Sunday, June 29

an aside: personal journals as historical documents

Handwriting matters. Try for legibility.

Use durable notebooks.

Use durable ink. Avoid media which smudge severely or in general self-destruct rapidly.

Draw pictures of things and make maps.

Record addresses and phone numbers, that is all well and good. Next to these items, put down the names they are associated with.

Try to maintain sequence and unambiguous chronology. Use fully qualified dates, clearly marked, for every entry. When you start a book, write the date on the inside front cover. When you finish it, go back and add the date of the last entry. Always have a fresh book on hand. Only start it when you're finished with the previous one.

Use full names and reference dates rather than relative terms. Record a geographical & spatial context as well as an emotional & spiritual one.

Remember that, although the context is obvious to you in the act of writing, you will have forgotten most of it in a few years' time. Resist the temptation to be cryptic, elliptical, obscure, or ambiguous. All of these properties will emerge without your encouragement.

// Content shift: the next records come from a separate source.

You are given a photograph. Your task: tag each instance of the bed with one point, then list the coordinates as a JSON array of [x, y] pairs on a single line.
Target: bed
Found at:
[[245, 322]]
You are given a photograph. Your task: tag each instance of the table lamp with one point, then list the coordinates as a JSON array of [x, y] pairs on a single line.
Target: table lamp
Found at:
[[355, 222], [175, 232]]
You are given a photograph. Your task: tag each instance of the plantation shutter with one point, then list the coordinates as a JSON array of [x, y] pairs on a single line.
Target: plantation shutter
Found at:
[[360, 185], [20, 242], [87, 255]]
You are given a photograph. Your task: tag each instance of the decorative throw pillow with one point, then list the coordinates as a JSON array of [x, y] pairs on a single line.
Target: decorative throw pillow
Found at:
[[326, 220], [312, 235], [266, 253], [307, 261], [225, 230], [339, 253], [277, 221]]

Make peace with the fact that any kind of journal you're likely to read over is already incriminating evidence. If important things happen, put them in. If you kissed someone, if you slept with someone, if you met someone you wanted to sleep with: Five years from now there is every chance that you will care about these facts and their shape and find in your record only a space where you can discern that something must have happened.